During the time of the formation of the Solar System (more than 4 billion years ago) a huge disk of dust swirling around an embryo of our Sun has begun to thicken, creating a body size gradually more significant. The largest, called planetoids, have also begun to have a "life" and geological own gravity, while the smaller bodies have not reached sufficient size to attract more dust. Formed in the outer regions of the solar system, so cold that many of the materials of the disk of dust, including water, were in solid form, have preserved some of their chemical structure without undergoing significant changes later.

Some of the bodies in question are now comets: piles of rock and ice above that move around the Sun in highly elliptical orbits. This allows them to experience completely different conditions and environments, from extremely dark and cold regions, far beyond the outermost planets, to areas where the solar influence is so strong, both in terms of gravity and heat, to change radically their structure Physico-chemistry, giving the other hand the superb foliage. To find and use our new stele we have to reach and explore a comet before its first approach to the Sun, "guilty" to completely erase the evidence of which we are looking for.

Rosetta, whose name is directly borrowed from the famous stele of the above was launched by European Space Agency (ESA) in 2004 and has as its primary objective the comet 67P/Churyumov-Gerasimenko. After almost five years Rosetta is about half way of his trip, which ends in 2014 beyond the orbit of Jupiter, 10 years after the launch and in conditions such that you can begin to turn around the comet rather than just pass by.

To read our stele and to take advantage of the long journey made, the probe carries with it Philae, a small robot (the one which is labeled a "lander") that will be issued by Rosetta very slowly to land on the comet. The severity of 67P, however, is so low (we're talking about a "mass" of about 4 km in diameter) that some drills and cables will be necessary so that the lander on the comet does not rebound and lost in interplanetary space.

reach a comet is a journey much more detail than the "standard" which is taken to reach a planet. The severity each of the massive bodies of the Solar System can be used to modify the initial orbit to reach a moderate spending more energy from the Earth in an orbit with a very low cost of fuel or, at worst, nothing at all. The trick is to 'steal' a bit of gravitational energy of the planet passing very near. The planet, infinitely more massive than our Rosetta, will not notice anything, the probe, however, receive a significant boost that will accelerate to its destination.

Road Rosetta has three gravitational encounters with the Earth and a Mars before he could reach the comet 67P and put into orbit around it so that it can be follow for a while on her way to the sun The last step of the probe close to the Earth occurred on November 13, 2009: we have seen, therefore, the last chance for us to see close to Rosetta and her a closer look at an inhabited planet. During his journey Rosetta has already visited, in September 2008, including the asteroid 2867 Steins, the next step in his short tour of small bodies in the solar system will, in about a year, the flyby with the asteroid Leutelia , another small step important for our search for clues about the origins of the Solar System.

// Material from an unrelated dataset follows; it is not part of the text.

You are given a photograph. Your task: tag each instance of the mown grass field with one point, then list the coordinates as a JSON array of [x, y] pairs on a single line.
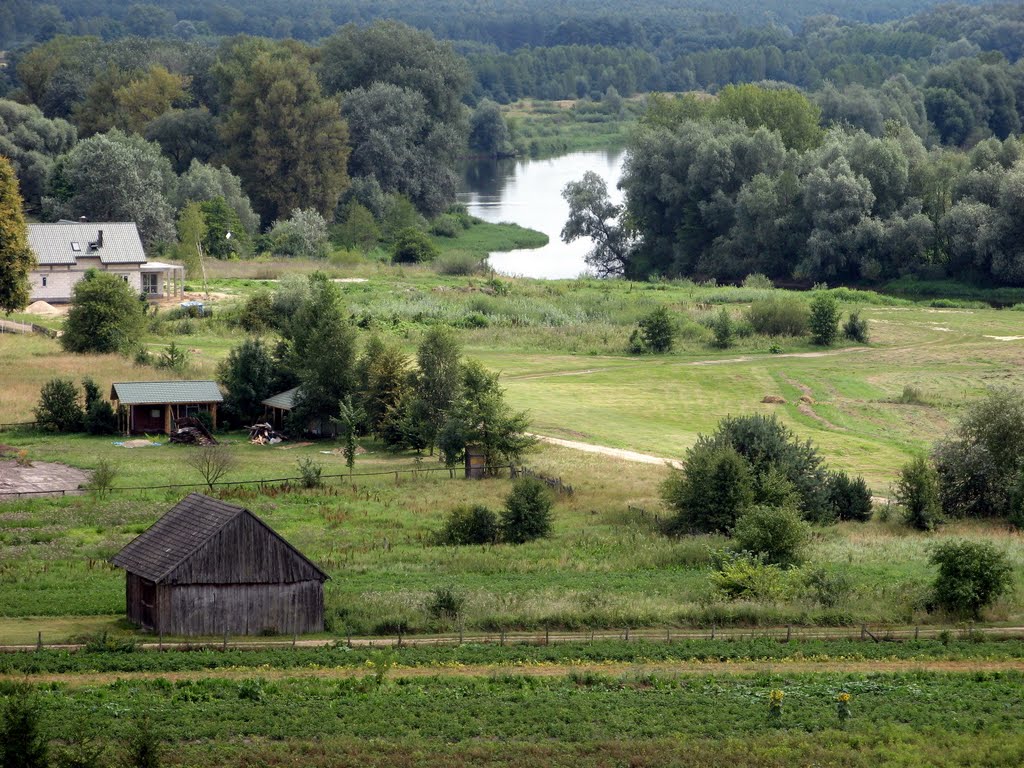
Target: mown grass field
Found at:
[[560, 346]]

Then the probe will be "off", or put in what is called a state of hibernation in which only a faint beep from his main computer will continue to reach Earth. Hibernation, planned to save energy during the coldest part of his trip will last for four years to make operational all the equipment back on board near the comet. Only then will again be switched on his instruments for our final assault to the hieroglyphics that still hide our origins.

Pierpaolo Pergola

Pictured from top to bottom: the Rosetta stone, dating from the second century BC and exhibited at the British Museum in London, a representation of the encounter between the Rosetta space probe and the comet 67P/Churyumov-Gerasimenko, what will happen in 2014, the complex trajectory of the Rosetta probe through the orbits of various solar system bodies.